Hi sorry on the delay, I get crazy busy.
Watchguard Firebox M200 ?
Spec sheet says:
Firewall throughput: 3.2 Gbps
VPN throughput: 1.2 Gbps
the LB4M's and the dell switches have plenty of capacity.
Just to get this straight:
Right so far.
You are running 3 separate Proxmox-Clusters
Each of those "Proxmox-nodes" has a 1x 10G for ceph traffic via Dell powerconnect switches.
Each of those "Proxmox-nodes" has a 1x 1G for VM-traffic via Quanta LB4M
Your M200's connect to your Quanta LB4m's in order for you to get outside access to the data-center.
You run all your public VM traffic via the Watchguard M200's ?
We actually have 2 clusters of 4 nodes per C6100 (so two physical C6100 servers) running in HA mode.
They have 3x1TB 7200 RPM drives each.
Each HA node
Q1: How many M200's you have ? 1 per Proxmox-Cluster?
No.
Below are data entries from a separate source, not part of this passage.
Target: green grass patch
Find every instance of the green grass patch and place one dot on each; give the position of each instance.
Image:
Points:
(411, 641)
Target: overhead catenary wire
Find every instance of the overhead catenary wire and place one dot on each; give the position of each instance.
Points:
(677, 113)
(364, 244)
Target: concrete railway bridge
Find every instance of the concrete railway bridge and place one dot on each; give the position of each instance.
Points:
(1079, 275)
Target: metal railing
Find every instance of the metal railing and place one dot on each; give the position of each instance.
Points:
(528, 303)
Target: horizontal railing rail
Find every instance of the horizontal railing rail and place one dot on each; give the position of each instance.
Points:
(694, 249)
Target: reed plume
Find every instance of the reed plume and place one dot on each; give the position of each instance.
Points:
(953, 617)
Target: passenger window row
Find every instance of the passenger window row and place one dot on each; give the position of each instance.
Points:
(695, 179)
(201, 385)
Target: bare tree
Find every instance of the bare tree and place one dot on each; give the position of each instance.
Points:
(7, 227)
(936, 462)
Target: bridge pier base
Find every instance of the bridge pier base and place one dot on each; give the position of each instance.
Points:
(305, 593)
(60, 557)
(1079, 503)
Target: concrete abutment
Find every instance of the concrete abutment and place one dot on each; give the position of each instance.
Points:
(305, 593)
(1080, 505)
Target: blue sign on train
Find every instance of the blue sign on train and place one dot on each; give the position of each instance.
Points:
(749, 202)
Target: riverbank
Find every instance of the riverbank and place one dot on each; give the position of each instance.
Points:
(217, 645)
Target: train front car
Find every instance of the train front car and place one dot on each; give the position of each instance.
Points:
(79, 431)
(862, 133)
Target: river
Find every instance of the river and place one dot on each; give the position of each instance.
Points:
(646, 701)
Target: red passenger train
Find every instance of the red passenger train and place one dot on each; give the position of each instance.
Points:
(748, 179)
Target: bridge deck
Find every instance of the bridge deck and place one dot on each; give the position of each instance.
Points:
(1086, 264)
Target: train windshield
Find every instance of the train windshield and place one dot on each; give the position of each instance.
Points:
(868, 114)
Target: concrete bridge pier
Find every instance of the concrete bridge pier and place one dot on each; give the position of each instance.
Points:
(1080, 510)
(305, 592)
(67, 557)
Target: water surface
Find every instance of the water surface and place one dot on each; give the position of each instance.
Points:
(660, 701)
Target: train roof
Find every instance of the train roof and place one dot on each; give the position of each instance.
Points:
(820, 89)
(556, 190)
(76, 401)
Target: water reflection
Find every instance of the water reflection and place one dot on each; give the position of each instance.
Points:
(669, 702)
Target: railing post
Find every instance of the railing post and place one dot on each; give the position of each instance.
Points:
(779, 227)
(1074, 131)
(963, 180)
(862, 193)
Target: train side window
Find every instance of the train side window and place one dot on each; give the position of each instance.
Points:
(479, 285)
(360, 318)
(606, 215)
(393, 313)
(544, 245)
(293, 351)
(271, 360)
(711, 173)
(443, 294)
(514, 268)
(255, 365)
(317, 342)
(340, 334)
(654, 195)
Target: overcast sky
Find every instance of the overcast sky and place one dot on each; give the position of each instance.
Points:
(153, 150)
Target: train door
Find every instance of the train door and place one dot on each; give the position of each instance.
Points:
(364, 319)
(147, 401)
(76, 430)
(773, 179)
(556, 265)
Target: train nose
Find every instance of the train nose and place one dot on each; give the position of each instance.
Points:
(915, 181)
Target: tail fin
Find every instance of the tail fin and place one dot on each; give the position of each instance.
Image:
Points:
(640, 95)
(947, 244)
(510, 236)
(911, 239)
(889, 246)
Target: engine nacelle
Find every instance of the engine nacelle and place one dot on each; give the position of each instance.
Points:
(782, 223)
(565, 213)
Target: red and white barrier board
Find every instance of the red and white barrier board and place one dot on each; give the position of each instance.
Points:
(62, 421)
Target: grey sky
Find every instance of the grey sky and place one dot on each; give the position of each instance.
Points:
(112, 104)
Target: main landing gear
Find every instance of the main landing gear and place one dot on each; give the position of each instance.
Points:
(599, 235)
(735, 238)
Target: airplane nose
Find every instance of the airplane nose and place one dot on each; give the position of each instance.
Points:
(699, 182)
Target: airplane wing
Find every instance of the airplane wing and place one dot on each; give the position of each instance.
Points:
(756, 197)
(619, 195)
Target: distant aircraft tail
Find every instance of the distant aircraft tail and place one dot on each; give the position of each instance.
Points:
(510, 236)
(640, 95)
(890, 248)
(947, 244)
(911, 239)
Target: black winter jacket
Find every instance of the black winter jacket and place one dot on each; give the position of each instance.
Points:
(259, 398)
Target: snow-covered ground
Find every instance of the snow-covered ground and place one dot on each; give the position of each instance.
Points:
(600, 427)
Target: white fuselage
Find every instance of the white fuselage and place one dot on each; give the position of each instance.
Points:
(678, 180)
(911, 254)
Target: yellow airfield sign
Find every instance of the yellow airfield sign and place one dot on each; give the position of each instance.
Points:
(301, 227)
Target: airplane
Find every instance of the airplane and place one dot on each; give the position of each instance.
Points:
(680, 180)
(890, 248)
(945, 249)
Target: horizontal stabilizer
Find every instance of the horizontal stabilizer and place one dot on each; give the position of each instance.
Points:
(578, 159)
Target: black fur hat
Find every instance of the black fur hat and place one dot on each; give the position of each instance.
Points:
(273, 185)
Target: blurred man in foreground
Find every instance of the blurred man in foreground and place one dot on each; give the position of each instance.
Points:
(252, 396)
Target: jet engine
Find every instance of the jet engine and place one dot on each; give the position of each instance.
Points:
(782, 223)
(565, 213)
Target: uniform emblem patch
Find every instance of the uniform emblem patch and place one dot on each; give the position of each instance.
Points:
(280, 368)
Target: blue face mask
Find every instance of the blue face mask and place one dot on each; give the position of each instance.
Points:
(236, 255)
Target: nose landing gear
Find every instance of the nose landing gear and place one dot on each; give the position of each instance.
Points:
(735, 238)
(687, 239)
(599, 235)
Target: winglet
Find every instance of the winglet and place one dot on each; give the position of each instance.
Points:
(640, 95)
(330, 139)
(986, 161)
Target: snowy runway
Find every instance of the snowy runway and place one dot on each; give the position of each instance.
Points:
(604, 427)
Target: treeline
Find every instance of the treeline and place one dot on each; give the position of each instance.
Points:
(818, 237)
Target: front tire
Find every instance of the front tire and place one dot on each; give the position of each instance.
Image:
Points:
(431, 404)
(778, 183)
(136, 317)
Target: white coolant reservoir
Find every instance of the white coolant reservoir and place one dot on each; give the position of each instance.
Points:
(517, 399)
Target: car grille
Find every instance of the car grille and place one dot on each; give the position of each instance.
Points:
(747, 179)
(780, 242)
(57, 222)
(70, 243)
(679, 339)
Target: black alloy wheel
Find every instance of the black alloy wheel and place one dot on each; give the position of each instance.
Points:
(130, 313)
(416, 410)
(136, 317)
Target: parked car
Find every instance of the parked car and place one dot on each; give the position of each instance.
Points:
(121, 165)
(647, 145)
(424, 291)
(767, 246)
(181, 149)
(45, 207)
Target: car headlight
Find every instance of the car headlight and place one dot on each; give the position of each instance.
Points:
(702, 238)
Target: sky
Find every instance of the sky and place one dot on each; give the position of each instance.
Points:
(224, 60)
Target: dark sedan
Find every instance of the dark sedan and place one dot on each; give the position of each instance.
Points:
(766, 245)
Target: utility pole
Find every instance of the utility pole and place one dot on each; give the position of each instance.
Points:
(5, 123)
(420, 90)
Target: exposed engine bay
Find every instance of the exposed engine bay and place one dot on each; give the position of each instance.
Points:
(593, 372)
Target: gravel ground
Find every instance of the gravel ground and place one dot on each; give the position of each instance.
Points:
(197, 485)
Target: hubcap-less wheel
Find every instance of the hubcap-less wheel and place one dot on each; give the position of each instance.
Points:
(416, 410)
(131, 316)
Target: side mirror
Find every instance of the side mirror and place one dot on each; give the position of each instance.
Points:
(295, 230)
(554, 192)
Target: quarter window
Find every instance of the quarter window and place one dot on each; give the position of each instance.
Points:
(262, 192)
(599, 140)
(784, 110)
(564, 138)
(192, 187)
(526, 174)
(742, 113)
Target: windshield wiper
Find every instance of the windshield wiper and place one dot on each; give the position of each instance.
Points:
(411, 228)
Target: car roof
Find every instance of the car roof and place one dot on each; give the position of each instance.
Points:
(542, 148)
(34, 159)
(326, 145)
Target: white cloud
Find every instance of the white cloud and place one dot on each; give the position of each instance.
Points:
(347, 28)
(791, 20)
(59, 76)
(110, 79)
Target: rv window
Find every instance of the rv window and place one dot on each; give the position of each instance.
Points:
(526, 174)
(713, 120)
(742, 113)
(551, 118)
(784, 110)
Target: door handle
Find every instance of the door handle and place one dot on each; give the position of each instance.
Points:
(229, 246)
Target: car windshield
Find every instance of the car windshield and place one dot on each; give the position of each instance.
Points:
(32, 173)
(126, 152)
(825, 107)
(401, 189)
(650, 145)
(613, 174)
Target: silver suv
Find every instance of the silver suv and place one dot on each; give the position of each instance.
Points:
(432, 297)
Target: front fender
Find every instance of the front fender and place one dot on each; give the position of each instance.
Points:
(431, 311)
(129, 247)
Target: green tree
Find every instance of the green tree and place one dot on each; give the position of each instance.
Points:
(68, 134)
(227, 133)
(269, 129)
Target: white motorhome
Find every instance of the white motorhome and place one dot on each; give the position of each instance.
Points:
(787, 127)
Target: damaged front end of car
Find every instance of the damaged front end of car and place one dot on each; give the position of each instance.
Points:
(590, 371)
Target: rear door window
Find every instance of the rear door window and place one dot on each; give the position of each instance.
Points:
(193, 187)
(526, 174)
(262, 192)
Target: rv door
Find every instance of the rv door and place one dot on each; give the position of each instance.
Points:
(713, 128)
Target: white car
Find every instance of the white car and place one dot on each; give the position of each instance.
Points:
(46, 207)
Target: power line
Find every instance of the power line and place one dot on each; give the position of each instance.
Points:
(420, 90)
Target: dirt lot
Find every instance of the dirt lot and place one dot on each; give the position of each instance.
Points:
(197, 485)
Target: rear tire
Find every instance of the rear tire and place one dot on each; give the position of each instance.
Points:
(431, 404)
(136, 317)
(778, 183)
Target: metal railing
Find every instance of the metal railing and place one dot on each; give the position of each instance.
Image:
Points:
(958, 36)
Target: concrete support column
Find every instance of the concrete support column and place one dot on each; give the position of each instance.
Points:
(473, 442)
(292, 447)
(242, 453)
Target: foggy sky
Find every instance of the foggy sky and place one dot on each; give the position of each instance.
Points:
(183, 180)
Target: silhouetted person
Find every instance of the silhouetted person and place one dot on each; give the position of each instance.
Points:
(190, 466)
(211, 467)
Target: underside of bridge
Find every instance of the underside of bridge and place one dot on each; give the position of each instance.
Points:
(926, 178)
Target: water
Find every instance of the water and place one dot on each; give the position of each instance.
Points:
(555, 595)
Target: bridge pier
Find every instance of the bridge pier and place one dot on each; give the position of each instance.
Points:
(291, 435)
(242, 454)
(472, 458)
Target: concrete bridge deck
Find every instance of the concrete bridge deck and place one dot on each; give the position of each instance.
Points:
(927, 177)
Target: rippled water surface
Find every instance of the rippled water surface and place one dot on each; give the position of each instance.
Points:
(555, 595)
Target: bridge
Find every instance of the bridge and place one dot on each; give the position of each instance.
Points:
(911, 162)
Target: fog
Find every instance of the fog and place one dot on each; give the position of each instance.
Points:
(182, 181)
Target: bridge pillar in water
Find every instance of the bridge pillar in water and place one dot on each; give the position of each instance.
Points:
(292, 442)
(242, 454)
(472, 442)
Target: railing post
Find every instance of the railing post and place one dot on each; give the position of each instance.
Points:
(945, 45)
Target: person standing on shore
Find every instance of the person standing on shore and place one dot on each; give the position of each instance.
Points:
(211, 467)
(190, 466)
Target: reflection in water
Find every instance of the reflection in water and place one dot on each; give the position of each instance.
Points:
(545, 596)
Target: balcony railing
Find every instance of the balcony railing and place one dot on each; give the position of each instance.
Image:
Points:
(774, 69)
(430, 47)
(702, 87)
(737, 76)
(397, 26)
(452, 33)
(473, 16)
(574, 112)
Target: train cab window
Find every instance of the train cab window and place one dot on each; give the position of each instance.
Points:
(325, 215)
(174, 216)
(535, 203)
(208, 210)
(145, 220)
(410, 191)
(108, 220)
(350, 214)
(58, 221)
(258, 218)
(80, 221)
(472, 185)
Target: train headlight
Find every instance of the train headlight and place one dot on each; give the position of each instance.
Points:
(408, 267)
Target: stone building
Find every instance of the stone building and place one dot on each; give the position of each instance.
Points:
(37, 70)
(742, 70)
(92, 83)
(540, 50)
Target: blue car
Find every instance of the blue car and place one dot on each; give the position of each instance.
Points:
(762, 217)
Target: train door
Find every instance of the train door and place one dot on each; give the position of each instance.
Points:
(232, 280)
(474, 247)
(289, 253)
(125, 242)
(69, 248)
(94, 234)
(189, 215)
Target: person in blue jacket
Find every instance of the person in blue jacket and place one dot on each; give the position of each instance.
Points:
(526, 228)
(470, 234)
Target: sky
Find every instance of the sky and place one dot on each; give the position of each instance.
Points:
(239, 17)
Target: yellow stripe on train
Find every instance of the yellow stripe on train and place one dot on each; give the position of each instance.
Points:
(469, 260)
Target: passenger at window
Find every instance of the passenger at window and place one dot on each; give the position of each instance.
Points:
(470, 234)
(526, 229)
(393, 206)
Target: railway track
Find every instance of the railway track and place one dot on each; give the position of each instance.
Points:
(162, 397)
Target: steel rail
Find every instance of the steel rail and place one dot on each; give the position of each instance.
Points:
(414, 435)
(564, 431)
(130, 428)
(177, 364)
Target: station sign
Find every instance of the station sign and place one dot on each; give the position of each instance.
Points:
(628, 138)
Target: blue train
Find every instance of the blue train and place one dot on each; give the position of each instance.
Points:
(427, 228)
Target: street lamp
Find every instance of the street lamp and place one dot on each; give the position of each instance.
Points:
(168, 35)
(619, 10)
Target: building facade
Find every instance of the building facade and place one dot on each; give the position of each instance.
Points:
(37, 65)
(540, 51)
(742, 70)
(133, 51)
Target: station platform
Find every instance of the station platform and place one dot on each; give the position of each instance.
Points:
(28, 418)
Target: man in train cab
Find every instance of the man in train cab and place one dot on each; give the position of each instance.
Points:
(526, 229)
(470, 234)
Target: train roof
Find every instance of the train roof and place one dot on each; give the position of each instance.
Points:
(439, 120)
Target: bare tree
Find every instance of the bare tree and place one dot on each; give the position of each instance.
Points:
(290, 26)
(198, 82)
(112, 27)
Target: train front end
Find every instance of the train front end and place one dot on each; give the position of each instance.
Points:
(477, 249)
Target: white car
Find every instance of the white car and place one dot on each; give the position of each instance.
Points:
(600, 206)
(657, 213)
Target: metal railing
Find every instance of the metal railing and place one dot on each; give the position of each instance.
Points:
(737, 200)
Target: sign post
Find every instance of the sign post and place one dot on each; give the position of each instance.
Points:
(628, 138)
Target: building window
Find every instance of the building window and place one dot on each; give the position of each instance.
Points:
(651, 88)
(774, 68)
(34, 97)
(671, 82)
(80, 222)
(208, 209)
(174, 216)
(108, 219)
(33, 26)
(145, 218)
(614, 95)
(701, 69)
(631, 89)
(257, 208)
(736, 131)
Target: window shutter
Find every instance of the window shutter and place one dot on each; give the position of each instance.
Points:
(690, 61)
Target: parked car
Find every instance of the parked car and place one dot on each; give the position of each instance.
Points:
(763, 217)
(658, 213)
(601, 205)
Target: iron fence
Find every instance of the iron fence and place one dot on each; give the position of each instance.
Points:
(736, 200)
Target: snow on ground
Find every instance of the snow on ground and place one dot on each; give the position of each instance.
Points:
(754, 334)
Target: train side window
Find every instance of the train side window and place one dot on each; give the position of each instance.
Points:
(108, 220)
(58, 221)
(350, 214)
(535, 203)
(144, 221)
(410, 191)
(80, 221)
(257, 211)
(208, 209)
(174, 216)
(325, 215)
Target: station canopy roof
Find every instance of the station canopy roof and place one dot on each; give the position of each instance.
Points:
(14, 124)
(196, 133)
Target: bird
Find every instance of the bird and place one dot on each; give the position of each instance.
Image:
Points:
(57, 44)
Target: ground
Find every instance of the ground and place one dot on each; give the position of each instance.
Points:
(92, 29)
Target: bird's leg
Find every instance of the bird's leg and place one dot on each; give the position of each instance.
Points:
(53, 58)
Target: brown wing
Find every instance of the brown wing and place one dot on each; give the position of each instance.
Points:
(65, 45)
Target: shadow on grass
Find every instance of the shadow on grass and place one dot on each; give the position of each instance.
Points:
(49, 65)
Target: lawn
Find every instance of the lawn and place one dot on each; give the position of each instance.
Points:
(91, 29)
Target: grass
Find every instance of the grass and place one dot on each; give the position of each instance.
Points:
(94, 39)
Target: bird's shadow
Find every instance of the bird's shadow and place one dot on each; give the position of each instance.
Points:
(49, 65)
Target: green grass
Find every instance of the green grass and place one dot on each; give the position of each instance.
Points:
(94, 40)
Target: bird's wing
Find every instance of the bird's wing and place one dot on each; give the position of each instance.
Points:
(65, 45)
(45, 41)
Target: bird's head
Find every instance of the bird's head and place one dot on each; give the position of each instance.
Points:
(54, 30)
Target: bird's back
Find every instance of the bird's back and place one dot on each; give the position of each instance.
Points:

We have 5 racks. Generally 2 clusters (as above) per rack. Each switch (Quanta) is tied to the M200 we use for VPN traffic for our staff use. There are 5 distinct subnets, 1 per rack.
We have 2 MPLS, 1 external connection, and another external connection....sigh, long story short:
One datacenter is closing, but we purchased the Watchguard firewalls and literally the day after we installed the HA M300s into our primary site we got told it was closing. So I've been scrambling for months to prep for the Feb end of month closure of that datacenter, but basically what we have is not what we will have.
Current:
Internal company VPN access M200 (also main connectivity).
MPLS x1, HA M300s per.
Planned:
MPLS x2, HA M300s per.
Main connectivity HA M300s.
Internal company VPN access M200.
As you can see, I'm running our external traffic out through the M200 but the production servers are still in the other DC. We are virtualizing that junk into our new primary DC, and we'll move/reconfigure the two sets of HA M300s from there to the new primary DC once we go live with the VMs. So basically besides internal traffic, we have no traffic. lol
Q2: Are the M200's connected to the the dell power connects via the Quanta LB4M 10G uplink ports ?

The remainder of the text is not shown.